Modernizacja Ośrodka była możliwa dzięki dużemu zaangażowaniu i środkom skierowanym do Drzonkowa przez Zarząd i Sejmik Województwa Lubuskiego.
Powrót do korzeni
Obecnie WOSiR Drzonków należy do najnowocześniejszych obiektów do uprawiania pięcioboju nowoczesnego na świecie. – To taki powrót do tego, od czego pół wieku temu zaczęła się sportowa historia tej miejscowości – zaznacza dyrektor Sułkowski.
– Drzonków, obok Berlina i Pekinu, stał się miejscem, do którego przyjeżdżają trenować i przygotowywać się do najważniejszych imprez czołowi pięcioboiści – powiedział w jednym z wywiadów Janusz Peciak.
I tak jest, bo do dyspozycji są profesjonalne obiekty jeździeckie: hipodrom, który jest oświetlony i dwie hale jeździeckie, które pozwalają się przygotowywać do startów w sezonie jesienno-zimowym. Od dwóch lat rozgrywane są także zawody CSI2, w tym roku z pulą nagród przekraczającą 330 tysięcy złotych. Warto przypomnieć, że to właśnie w Drzonkowie do występów na Igrzyskach Olimpijskich w Londynie i Rio de Janeiro formę szlifowała polska kadra i to z doskonałym rezultatem. W Brazylii brązowy medal wywalczyła bowiem Oktawia Nowacka.

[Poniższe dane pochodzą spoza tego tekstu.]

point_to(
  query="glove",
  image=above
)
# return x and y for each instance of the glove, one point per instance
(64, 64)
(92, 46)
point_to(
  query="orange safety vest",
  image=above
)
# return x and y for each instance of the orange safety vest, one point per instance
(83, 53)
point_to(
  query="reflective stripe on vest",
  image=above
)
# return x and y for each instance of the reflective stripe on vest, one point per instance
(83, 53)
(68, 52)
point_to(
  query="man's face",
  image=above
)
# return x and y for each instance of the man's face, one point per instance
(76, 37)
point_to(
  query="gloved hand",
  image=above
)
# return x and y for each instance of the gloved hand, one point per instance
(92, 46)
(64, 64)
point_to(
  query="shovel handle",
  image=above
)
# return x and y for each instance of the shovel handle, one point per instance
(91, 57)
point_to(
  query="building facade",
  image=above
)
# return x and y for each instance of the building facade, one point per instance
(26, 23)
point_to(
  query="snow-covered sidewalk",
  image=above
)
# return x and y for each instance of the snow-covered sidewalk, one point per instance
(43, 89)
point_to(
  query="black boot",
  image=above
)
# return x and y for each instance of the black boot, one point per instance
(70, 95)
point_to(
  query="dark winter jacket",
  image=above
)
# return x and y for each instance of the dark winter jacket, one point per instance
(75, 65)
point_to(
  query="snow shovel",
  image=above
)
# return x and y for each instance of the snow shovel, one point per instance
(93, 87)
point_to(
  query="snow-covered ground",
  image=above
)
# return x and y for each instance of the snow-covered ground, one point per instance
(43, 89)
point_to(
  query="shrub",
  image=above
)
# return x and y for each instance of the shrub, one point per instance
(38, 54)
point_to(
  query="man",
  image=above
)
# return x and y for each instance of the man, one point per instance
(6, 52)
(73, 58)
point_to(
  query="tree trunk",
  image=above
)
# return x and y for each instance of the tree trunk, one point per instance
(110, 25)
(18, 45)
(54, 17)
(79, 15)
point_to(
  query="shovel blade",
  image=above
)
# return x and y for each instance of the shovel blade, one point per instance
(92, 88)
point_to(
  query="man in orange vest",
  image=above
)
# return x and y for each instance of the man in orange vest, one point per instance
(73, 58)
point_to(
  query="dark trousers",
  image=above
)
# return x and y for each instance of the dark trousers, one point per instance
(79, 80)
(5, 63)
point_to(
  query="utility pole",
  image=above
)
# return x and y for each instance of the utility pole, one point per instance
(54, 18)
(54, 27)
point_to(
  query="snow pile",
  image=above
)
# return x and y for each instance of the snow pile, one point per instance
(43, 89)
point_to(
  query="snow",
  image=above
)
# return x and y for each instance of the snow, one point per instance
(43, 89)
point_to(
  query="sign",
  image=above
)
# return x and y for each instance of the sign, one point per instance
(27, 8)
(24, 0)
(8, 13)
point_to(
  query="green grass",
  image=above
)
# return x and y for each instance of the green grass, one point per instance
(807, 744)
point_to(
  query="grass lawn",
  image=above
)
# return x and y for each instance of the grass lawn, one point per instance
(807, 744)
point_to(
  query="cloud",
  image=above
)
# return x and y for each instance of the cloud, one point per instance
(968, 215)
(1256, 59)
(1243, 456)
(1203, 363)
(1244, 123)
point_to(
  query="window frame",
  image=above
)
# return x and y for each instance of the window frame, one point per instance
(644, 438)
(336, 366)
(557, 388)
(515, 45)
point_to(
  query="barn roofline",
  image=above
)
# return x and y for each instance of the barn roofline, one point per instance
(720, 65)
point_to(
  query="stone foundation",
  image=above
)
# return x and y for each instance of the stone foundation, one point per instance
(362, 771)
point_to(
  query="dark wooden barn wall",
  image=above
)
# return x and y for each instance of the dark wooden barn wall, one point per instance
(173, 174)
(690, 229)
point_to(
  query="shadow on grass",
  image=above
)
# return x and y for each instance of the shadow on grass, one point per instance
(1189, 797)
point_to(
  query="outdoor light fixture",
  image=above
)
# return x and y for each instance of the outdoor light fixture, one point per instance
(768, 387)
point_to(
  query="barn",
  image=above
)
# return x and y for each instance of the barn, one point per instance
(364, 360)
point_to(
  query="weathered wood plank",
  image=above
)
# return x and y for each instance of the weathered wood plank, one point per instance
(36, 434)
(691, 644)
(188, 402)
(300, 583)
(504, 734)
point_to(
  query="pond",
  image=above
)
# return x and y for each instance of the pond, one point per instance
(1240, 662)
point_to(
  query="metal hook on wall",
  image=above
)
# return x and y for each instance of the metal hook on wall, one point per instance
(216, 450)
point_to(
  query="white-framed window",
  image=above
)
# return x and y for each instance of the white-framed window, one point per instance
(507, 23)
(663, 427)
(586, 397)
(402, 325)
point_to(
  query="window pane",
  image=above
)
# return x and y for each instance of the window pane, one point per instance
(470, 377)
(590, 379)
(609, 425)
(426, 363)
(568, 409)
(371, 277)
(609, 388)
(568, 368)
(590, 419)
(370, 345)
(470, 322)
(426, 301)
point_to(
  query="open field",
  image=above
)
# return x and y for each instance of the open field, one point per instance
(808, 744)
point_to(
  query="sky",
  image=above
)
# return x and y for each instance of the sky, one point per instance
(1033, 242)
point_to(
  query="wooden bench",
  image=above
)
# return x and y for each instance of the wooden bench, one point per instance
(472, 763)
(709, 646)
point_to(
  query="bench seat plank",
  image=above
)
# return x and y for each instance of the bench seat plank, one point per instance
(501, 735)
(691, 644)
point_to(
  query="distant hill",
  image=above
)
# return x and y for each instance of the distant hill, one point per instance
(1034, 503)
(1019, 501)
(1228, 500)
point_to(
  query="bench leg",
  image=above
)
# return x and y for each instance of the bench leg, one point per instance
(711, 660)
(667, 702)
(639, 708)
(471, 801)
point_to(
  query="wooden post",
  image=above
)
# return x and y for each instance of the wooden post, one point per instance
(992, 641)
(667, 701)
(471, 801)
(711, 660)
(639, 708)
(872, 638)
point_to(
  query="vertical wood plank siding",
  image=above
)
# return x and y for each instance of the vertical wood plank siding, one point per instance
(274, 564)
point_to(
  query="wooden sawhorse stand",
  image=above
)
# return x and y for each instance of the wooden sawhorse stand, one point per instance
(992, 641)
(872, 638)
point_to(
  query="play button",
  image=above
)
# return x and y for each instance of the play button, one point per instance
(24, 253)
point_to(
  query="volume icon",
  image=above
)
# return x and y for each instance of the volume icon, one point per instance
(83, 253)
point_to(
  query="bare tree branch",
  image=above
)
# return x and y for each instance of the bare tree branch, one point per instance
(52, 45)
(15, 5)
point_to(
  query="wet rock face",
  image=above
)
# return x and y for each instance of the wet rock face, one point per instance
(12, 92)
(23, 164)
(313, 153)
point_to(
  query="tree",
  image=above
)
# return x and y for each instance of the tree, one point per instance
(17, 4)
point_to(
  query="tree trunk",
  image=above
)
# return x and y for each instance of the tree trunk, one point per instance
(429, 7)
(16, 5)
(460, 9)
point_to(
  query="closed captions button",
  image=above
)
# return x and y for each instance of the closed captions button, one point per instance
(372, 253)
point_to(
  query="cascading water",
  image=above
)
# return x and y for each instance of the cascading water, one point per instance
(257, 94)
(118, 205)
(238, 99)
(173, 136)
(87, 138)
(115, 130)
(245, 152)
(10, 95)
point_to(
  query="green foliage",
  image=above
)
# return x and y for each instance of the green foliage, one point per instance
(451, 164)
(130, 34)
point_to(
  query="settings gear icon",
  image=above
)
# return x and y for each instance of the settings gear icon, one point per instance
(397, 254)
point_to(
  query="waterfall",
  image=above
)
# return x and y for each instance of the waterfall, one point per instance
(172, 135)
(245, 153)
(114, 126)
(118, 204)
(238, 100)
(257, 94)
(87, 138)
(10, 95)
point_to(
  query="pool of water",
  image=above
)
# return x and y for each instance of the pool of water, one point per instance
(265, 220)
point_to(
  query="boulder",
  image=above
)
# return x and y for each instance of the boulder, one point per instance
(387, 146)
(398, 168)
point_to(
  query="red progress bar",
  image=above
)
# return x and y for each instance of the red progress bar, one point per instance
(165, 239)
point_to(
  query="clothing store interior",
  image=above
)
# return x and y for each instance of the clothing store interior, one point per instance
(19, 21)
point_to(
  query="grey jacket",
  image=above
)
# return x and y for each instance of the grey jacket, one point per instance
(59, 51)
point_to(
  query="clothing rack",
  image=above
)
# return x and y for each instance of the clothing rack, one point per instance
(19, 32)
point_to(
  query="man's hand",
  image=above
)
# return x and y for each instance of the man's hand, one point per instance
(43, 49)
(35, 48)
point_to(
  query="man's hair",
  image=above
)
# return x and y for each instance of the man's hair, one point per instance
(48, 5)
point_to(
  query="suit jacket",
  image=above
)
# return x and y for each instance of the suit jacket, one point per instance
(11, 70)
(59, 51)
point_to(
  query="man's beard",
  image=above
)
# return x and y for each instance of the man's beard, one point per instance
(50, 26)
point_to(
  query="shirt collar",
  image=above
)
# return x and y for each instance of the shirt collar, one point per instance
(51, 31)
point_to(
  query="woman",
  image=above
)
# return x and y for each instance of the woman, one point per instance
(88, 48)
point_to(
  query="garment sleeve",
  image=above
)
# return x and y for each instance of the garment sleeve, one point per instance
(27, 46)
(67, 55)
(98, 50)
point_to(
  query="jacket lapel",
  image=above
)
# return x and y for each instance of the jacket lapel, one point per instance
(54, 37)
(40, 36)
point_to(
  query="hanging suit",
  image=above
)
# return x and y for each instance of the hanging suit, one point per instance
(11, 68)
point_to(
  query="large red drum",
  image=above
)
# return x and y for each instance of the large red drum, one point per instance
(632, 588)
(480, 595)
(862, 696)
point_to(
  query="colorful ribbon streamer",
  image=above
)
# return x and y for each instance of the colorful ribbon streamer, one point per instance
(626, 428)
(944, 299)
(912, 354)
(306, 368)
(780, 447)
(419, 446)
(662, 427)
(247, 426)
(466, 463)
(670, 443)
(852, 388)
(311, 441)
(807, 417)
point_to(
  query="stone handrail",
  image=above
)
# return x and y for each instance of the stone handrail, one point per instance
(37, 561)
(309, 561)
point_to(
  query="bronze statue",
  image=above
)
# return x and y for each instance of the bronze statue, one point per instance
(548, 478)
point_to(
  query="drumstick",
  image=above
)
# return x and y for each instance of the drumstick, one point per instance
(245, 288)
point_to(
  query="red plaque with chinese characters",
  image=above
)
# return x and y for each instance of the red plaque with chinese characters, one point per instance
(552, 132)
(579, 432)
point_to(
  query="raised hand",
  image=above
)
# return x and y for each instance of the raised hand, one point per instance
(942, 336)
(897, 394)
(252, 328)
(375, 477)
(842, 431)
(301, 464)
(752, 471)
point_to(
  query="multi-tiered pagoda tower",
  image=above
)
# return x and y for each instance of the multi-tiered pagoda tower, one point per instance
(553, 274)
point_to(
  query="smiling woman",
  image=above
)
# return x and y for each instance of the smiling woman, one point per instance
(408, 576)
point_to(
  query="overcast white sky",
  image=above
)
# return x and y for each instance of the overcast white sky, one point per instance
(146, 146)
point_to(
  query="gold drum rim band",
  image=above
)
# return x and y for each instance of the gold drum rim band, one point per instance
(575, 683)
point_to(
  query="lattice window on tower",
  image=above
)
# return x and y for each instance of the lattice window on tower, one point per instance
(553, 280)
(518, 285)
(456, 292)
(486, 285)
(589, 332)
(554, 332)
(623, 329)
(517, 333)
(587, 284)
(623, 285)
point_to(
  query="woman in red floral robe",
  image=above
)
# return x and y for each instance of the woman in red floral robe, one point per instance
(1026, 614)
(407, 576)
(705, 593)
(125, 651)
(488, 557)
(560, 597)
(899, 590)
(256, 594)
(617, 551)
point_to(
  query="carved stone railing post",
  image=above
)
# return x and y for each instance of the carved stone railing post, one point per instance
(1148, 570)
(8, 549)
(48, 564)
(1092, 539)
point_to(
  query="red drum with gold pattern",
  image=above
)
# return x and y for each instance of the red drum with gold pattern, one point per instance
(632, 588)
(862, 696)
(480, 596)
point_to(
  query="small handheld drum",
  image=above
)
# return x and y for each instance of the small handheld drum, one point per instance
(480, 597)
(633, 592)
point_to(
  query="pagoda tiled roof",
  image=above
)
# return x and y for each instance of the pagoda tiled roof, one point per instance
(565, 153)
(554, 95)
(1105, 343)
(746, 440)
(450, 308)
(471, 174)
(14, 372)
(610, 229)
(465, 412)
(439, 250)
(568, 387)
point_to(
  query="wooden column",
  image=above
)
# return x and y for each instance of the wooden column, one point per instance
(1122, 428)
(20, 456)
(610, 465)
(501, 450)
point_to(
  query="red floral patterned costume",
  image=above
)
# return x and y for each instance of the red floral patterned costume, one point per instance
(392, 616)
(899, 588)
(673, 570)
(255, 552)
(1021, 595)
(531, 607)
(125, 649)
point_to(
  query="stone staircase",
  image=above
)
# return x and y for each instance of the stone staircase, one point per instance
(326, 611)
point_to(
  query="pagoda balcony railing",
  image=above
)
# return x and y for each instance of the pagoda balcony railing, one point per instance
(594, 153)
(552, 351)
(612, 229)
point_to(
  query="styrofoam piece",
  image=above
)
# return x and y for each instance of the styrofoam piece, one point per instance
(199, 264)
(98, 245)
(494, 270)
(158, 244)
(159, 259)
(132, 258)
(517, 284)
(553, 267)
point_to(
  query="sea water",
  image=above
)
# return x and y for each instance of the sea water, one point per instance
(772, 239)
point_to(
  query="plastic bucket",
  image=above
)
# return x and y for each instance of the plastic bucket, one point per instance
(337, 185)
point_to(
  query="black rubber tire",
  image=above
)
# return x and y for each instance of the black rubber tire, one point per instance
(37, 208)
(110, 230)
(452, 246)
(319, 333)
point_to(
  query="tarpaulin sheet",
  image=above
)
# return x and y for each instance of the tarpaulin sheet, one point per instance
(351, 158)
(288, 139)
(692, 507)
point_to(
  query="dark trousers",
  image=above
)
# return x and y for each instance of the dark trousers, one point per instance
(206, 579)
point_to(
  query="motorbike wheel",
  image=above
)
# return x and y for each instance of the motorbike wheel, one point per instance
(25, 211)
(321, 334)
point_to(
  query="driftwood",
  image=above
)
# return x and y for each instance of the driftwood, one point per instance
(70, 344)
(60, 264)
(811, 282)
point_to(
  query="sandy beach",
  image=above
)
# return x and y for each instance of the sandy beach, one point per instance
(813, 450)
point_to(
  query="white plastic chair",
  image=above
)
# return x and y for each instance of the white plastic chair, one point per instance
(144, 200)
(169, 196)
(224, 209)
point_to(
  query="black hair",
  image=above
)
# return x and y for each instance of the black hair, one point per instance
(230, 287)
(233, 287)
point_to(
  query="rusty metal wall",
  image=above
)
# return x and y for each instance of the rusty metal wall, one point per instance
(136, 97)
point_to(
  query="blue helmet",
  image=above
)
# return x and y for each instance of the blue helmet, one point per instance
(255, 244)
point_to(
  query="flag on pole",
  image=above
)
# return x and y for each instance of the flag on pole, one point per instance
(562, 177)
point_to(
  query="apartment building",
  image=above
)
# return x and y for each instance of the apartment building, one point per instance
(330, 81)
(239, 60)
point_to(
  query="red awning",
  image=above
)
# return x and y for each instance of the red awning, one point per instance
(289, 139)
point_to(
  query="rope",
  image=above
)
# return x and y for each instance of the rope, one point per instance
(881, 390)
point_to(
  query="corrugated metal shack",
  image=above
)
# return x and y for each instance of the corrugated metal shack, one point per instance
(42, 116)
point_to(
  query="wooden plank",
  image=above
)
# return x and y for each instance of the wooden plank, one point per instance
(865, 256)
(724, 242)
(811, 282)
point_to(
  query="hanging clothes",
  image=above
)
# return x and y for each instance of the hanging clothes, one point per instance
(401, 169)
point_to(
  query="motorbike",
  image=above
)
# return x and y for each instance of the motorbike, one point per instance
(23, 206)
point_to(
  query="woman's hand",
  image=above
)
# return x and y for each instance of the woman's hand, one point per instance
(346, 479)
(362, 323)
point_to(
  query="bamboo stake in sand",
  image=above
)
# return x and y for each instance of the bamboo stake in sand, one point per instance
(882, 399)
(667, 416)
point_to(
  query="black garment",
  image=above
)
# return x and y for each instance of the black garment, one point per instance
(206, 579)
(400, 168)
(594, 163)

Gruntowny remont przeszła również hala sportowa, w której swoje mecze rozgrywają tenisiści stołowi ZKS Drzonków. Prowadzeni przez Lucjana Błaszczyka, świetnego przed laty polskiego pingpongisty, w tym roku awansowali do Ekstraligi. Hala ma trybuny i profesjonalne, dobrane specjalnie dla tenisistów stołowych oświetlenie ledowe.
Z kolei Jacek Miciul, wybitny polski szkoleniowiec pływania, którego podopiecznym był m.in. Radosław Kawęcki, zaangażował się i udzielał fachowych uwag, gdy budowany był 50-metrowy basen olimpijski, certyfikowany przez PZP, posiadający 10 torów.
Swoje miejsce na terenie kompleksu w Drzonkowie mają także tenisiści. – W planach jest modernizacja nawierzchni hali tenisowej, w której znajdą się cztery korty z nawierzchnią twardą. To bardzo realna inwestycja, bo jest duże wsparcie Polskiego Związku Tenisowego – podkreśla Bogusław Sułkowski i dodaje: – Obecnie są dwa korty otwarte, na których wysypana jest mączka. W planach jest modernizacja tego obiektu polegająca na budowie jednego kortu centralnego twardego oraz widowni. Obiekt jest oświetlony. Ponadto mamy miejsce na budowę kompleksu czterech otwartych kortów z nawierzchnią typu „hard” i budynek klubowy. Zielonogórski trener Rafał Helbik, który jest szkoleniowcem kadry U14, mógłby w przyszłości zapraszać zawodników kadr młodzieżowych do Drzonkowa.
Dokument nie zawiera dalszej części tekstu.